Il fais des caprices comme un enfant gâté, ce qui laisse à penser que le personnage devrait être au lit à cette heure tardive plutôt qu’à hésiter entre boire ou ne pas boire, car il redemande de l’alcool encore et encore, jusqu’à n’ en plus pouvoir (ici manant signifie bière ridicule, donc il fait ce qu’il veut, par conséquent il y a un contraste : tantôt elle est plus forte que le héros, tantôt, c’est le héros qui la maîtrise). Ce combat incessant n’est pas sans évoquer celui des Dieux de l’Olympe contre la raison humaine. La référence, bien que gratuite, a le mérite d’attirer la sympathie du correcteur qui s’étonnera qu’on trouve encore des jeunes qui connaissent leurs classiques.

- Ouvrant sa tête, elle lance un cri de déchirement.

En fait, le personnage décapsule la canette de bière (avec les dents pour faire plus viril) et cela provoque un bruit bizarre et inquiétant, d’où le cri de déchirement, mais n’oublions pas encore que la canette est personnifiée, elle lance donc dans le poème un long cri d’agonie, semblable au râle d’un mourant. C’est tout un champ lexical qui s’ouvre pour l’étude.

- Oui, je suis un meurtrier, mais c’est sa volonté !

Après les observations et l’attente prolongée, les actes arrivent enfin. Le héros vient de tuer par décapitation quelqu’un (en fait ce n’est qu’une canette, ce n’est pas un assassin), mais c’est la canette, par son pouvoir hypnotique, qui a voulu subir de son plein gré cette violence macabre.

- Liant mes neurones au reste de son corps

Il ne réfléchit plus, il survit, il n’essaye même plus de comprendre ce qu’il vient de faire et cela à cause de son geste choquant (car il la considère comme une personne, et oui, il ne faut pas perde le fil conducteur, c’est la clé de toute étude littéraire réussie).

- Il me dit de boire son sang jaune, lui le mort

Le mort, c’est la canette décapsulée, et son sang jaune est en fait de la bière qui est ici considérée comme le sang de la canette.
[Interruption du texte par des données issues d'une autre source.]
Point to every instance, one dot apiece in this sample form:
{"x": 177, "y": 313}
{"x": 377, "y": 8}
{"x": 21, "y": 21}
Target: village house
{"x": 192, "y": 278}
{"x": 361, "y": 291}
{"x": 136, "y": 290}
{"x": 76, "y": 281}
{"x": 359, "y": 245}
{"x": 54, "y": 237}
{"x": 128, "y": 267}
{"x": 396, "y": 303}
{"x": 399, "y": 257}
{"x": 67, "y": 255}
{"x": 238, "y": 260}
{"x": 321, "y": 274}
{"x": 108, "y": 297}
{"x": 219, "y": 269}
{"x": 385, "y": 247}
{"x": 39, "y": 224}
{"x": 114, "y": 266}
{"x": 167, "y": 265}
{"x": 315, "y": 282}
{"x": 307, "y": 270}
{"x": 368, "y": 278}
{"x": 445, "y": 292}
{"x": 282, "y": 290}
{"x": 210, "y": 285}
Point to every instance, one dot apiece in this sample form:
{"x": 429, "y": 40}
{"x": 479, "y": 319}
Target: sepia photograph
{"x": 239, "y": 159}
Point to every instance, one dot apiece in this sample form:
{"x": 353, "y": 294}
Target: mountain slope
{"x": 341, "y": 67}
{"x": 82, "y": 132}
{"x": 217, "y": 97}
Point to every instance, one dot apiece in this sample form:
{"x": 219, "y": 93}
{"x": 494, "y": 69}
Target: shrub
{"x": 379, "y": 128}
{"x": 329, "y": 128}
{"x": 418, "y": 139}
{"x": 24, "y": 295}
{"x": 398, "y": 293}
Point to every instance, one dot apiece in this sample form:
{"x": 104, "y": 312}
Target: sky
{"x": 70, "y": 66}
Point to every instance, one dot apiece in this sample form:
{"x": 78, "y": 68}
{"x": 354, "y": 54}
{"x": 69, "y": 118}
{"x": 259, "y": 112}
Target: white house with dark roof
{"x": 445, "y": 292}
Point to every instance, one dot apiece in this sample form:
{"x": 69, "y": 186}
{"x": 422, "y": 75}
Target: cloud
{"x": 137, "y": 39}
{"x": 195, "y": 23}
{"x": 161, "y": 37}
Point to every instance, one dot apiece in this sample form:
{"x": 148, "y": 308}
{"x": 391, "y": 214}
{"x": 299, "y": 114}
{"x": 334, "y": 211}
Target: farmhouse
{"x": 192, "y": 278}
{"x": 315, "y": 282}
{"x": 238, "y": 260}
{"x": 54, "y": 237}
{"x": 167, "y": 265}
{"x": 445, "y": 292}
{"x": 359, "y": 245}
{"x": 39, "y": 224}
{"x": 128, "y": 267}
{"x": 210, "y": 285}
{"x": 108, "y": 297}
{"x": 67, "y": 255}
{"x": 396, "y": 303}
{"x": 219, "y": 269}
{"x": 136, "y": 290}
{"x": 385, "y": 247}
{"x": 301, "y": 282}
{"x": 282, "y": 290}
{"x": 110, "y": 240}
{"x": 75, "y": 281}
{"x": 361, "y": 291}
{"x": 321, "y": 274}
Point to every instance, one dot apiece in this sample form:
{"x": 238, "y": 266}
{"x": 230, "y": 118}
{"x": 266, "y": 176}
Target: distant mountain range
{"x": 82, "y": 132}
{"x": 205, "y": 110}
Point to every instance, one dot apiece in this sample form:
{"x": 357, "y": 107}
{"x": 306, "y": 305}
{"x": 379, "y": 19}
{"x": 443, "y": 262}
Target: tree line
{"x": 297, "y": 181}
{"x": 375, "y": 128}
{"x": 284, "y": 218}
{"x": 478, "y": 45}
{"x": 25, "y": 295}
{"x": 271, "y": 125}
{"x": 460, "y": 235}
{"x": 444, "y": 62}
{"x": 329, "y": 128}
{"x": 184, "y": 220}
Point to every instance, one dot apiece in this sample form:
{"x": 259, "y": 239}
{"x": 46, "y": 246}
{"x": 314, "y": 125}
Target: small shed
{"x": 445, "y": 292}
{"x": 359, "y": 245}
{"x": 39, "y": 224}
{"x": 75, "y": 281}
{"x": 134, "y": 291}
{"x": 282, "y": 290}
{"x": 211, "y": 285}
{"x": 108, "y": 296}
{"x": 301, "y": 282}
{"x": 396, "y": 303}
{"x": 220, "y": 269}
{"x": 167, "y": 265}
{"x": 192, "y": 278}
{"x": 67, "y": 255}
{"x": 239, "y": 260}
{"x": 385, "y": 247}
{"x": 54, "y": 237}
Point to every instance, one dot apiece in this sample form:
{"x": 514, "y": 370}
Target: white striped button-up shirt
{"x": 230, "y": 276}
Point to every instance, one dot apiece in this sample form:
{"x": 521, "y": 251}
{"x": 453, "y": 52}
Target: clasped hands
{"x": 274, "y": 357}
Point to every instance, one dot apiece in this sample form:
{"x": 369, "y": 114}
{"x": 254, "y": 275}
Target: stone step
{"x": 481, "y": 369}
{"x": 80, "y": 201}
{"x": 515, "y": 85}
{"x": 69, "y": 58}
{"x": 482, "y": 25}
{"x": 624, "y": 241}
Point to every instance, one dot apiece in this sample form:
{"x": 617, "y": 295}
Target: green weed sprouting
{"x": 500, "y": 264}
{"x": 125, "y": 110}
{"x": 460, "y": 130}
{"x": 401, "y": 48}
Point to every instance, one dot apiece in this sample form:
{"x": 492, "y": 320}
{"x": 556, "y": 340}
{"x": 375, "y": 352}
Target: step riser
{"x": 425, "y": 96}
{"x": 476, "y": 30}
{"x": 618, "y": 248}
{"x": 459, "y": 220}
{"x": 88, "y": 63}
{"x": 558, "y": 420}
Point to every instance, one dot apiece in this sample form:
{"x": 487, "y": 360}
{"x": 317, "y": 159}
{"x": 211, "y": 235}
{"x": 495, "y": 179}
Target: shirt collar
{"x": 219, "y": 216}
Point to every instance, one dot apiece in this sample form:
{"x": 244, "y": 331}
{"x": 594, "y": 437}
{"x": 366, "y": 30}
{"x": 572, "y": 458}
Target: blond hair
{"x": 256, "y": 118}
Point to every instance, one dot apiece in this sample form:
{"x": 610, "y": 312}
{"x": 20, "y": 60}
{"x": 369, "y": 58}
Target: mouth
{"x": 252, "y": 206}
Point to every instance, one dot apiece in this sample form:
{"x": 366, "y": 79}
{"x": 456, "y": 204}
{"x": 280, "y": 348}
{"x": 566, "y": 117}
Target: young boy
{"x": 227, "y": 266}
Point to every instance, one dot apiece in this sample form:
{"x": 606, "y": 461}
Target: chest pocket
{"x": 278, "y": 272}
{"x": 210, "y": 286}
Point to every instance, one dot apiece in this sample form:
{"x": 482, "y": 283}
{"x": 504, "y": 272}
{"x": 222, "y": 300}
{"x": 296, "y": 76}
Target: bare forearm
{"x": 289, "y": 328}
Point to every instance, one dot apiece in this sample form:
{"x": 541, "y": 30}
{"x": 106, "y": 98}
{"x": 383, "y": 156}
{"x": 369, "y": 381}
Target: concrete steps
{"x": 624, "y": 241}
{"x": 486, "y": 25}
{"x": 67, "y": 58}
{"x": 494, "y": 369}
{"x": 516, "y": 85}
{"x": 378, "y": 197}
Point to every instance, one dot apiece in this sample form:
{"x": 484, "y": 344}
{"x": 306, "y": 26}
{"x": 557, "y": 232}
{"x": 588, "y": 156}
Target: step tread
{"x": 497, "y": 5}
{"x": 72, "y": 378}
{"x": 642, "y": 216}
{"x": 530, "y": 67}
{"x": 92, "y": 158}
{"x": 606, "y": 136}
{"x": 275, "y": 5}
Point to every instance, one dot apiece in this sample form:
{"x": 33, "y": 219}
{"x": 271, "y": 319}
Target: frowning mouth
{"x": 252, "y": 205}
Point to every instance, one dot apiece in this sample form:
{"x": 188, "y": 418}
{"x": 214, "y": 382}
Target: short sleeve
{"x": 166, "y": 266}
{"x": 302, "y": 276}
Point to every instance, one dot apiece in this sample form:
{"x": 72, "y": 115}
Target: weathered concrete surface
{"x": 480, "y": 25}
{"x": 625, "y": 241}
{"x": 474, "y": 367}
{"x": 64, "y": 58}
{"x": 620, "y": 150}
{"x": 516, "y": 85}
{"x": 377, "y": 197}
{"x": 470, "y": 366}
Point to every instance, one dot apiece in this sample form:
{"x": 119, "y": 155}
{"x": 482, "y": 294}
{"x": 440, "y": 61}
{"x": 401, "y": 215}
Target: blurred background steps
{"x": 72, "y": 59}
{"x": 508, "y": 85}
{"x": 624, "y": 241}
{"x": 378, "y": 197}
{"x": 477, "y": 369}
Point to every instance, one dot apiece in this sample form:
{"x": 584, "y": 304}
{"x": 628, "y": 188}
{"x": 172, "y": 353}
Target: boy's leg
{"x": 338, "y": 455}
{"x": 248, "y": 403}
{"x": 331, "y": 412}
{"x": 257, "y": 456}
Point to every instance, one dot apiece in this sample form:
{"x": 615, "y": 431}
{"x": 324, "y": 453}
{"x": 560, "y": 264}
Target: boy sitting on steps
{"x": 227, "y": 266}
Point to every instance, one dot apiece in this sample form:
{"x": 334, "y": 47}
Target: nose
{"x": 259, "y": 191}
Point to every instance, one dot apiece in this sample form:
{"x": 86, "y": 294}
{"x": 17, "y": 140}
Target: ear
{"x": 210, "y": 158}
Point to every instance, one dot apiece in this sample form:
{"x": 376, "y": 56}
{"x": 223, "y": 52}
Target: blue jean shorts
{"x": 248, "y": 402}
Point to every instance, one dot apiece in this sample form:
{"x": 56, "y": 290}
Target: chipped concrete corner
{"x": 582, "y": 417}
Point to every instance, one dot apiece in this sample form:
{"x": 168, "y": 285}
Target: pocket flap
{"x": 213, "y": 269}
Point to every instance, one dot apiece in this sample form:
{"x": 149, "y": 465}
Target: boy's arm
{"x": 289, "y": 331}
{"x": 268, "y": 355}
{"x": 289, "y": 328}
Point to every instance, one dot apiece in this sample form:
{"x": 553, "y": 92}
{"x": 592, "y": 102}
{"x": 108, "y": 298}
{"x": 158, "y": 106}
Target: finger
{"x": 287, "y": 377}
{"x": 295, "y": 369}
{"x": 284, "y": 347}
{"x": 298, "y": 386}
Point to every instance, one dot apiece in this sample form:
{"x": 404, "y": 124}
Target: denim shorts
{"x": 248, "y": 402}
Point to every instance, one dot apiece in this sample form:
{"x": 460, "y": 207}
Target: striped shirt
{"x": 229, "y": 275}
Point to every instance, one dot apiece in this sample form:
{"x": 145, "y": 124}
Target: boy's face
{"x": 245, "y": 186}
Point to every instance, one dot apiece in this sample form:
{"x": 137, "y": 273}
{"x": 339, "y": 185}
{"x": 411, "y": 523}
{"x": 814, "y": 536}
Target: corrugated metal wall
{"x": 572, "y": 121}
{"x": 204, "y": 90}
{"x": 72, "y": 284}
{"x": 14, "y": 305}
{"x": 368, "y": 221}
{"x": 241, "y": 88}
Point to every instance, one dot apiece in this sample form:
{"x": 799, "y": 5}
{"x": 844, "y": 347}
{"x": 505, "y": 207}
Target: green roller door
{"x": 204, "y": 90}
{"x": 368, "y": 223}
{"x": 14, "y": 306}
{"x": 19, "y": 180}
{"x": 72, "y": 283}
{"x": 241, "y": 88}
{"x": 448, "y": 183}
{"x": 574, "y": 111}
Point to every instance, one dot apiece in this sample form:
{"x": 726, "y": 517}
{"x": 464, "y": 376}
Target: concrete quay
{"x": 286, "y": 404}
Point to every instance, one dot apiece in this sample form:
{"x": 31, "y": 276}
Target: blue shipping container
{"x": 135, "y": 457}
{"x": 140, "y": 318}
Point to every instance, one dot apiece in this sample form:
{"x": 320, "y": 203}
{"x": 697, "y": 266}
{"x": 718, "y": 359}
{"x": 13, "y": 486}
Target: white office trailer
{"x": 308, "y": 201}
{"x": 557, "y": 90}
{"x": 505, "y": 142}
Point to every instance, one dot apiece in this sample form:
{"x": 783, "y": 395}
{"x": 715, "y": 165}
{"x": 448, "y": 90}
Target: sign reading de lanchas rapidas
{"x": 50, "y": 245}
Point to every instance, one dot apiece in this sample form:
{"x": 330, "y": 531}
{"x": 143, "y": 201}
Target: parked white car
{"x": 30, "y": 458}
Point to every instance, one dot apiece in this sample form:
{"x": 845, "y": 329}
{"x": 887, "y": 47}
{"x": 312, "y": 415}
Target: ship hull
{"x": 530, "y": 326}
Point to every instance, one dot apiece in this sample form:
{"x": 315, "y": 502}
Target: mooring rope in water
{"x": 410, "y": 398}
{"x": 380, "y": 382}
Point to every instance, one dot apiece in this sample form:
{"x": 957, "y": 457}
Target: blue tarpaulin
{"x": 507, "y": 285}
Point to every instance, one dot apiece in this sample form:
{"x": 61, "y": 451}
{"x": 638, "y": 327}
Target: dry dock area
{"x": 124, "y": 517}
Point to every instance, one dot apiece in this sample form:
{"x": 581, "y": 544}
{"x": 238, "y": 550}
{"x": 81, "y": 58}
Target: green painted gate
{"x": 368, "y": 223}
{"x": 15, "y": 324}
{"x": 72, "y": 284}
Les métaphores deviennent subtiles et sibyllines, et la dérision sur ses propres actes ne fait plus aucun doute. Voilà qui dédramatise la situation. Ouf, on respire…

- Qui pour ma santé, a voulu se suicider.

La canette se laisse mourir pour que le personnage puisse la boire afin d’atteindre le sommet des voluptés éthyliques.

- Utopie brève, ce n’est qu’un rêve,

Le rêve passe vite, et après cela se complique…

- En me réveillant, c’est là que je demande une trêve.

Car il se réveille avec un mal de tête affreux, et il demande une pause pour soulager cette souffrance intolérable. Nous pouvons suggérer qu’il regrette sa soirée étant donné qu’il en sort dans un sale état. C’est vrai, quoi, boire n’arrange rien, et côté séduction, un vrai désastre, il faut bien le dire à la jeunesse de ce beau pays.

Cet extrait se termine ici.